A slightly sweet fragrance lingers in the humid air of Mahtab Jafari's UC Irvine laboratory, where she and a dozen researchers, graduate students and undergrads from the Department of Pharmaceutical Sciences are hard at work to find a compound that can prolong life and health.
The whirring sound of a blender makes the aroma's source suddenly clear: a banana smoothie, but not for the humans. The puree, spiked with the essence of the plant Rhodiola rosea, is for the tens of thousands of fruit flies in the lab's sponge-topped test tubes.
A nearly pure extract of Rhodiola rosea not only extends the lives of fruit flies an average of 24%, it also protects cultured human cells against the damaging effects of ultraviolet light and the herbicide paraquat, Jafari and her team report in the journals Free Radical Biology & Medicine and Free Radical Research.

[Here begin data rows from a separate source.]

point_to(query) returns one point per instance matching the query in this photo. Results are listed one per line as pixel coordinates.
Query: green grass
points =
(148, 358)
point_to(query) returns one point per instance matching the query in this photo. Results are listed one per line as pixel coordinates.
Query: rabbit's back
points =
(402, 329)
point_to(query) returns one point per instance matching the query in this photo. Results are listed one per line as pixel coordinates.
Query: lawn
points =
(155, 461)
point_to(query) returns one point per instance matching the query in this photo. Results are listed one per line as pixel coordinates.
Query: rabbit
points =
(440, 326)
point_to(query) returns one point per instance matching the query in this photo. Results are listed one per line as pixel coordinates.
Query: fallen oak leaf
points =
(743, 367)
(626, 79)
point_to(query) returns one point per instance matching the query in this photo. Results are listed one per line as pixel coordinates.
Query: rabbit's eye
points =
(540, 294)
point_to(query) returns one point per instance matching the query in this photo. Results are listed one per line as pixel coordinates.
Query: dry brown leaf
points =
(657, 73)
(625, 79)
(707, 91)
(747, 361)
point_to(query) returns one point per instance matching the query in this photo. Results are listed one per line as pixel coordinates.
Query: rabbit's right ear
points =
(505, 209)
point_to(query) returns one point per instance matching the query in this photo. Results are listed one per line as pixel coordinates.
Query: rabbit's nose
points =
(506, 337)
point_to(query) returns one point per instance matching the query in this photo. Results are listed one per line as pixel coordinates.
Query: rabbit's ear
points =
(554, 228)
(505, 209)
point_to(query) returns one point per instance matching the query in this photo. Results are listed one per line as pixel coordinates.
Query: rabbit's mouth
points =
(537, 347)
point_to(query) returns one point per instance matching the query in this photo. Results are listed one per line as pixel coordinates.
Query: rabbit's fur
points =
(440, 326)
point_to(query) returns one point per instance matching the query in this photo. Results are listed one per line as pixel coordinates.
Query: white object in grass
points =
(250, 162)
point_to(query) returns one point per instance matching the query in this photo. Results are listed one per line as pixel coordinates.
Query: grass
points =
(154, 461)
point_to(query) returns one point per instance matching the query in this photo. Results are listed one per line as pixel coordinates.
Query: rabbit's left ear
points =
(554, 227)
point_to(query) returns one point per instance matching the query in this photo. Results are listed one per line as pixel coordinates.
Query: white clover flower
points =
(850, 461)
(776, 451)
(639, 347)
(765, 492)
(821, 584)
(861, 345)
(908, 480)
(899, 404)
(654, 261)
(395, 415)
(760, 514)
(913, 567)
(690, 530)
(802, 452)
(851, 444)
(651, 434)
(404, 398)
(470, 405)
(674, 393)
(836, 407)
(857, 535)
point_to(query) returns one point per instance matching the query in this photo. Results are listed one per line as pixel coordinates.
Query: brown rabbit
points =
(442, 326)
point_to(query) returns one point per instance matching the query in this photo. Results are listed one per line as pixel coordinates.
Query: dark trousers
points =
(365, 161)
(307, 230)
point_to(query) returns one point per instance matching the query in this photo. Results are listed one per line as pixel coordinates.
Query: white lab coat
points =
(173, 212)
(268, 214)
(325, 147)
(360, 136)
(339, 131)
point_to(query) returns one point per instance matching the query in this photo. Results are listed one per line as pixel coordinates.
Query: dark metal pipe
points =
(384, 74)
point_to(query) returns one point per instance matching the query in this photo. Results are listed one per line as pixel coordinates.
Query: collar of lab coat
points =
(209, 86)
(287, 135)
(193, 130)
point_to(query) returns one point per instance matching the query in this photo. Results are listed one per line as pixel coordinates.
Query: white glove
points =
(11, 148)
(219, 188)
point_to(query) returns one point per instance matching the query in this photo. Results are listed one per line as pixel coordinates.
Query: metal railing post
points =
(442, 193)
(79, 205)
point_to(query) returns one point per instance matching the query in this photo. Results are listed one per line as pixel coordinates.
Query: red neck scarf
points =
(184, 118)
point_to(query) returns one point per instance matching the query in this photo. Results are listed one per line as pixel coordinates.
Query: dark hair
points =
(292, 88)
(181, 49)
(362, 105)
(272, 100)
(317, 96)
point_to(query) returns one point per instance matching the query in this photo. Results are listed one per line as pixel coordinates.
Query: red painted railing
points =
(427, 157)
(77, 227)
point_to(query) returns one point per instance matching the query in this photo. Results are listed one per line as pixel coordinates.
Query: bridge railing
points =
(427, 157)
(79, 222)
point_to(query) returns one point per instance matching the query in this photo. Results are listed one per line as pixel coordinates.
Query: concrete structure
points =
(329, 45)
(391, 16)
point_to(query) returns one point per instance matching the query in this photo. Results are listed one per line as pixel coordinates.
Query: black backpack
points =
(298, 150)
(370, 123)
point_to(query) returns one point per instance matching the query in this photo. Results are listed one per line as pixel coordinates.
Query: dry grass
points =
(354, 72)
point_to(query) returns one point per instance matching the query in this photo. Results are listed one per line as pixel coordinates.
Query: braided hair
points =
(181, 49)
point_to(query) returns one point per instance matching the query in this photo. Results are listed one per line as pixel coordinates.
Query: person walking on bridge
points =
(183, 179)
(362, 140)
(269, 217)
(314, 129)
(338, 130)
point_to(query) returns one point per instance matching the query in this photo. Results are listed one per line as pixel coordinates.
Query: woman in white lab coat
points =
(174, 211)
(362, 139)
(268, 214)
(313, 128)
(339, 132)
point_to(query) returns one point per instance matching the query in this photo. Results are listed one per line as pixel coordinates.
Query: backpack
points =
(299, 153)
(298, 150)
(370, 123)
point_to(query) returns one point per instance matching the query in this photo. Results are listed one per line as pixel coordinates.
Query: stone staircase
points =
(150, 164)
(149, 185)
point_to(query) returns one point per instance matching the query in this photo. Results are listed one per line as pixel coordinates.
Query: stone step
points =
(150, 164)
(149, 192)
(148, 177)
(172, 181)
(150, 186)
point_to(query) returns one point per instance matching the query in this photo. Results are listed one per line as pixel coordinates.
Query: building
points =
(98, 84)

The two newly published papers, available on line in June 2009, also show that the plant decreases the production of superoxides in flies.
What makes the chemist in Jafari really curious, though, is how the botanical works. It protects cells from the harmful effects of oxidation, but not in the same way as other promising anti-aging compounds such as resveratrol. Nor does it neutralize the destructive oxygen molecules produced by the cellular furnaces known as mitochondria.
It's the kind of puzzle that has entranced her since she was a fifth grader in Iran, when she finished a textbook describing photosynthesis and the molecular mechanisms of plants and animals in the first weeks of class and demanded another.
"I always thought science was fascinating and very cool," says Jafari, who first came to UC Irvine in 1997 as a clinical pharmacologist and began directing the university's cholesterol clinic the following year.
Jafari recalls that her elementary school science teacher soon had her tutoring classmates. Teaching is a job she still relishes, and one that has earned her the Academic Senate's Distinguished Assistant Professor Award for Teaching.
It was the chance to guide budding scientists as a founding faculty member of the university's new Department of Pharmaceutical Sciences that helped lure her back to UC Irvine in 2005 after a three-year stint in private industry. The other draw was the opportunity to launch her own research on aging.
"After working for almost 10 years in the pharmacotherapy of many diseases such as cardiovascular and neurodegenerative problems, finally the apple fell from the tree," the associate professor of pharmaceutical science explains. "I realized it all falls under the umbrella of aging."
If the aging process could be slowed down at the molecular level, so too could the progression of such diseases, she theorized. "I screened 75 possible anti-aging compounds, botanicals and pharmaceuticals, but my best results were with plants," she says. "The most striking was Rhodiola rosea."
The flowering plant has long been a folk remedy in the harsh, cold and mountainous regions in Europe and Asia where it is found, Jafari knew. In the 1940s, Russian scientists began studying it to enhance endurance, memory and mood. Research has since shown that it can reduce blood glucose levels in diabetic mice, slow the growth of tumors in rat models and protect snail larvae from certain environmental threats.
To see if Rhodiola rosea also prolongs the span and quality of life, Jafari began testing it on fruit flies, which live a matter of weeks, not decades. She and her project scientist Samuel E. Schriner are beginning a study of its effects on mice. "As you know, you can't study lifespan extension in humans, we just live too long," she says.
The puzzle of how the plant works is beginning to take shape, Jafari says, adding, "The data is so exciting that some nights I just want to wake up at 4 a.m. and start writing."
Jafari wants her students to find similar inspiration. "I tell them, ‘You have to get up every morning being excited about your work, even as an undergraduate student."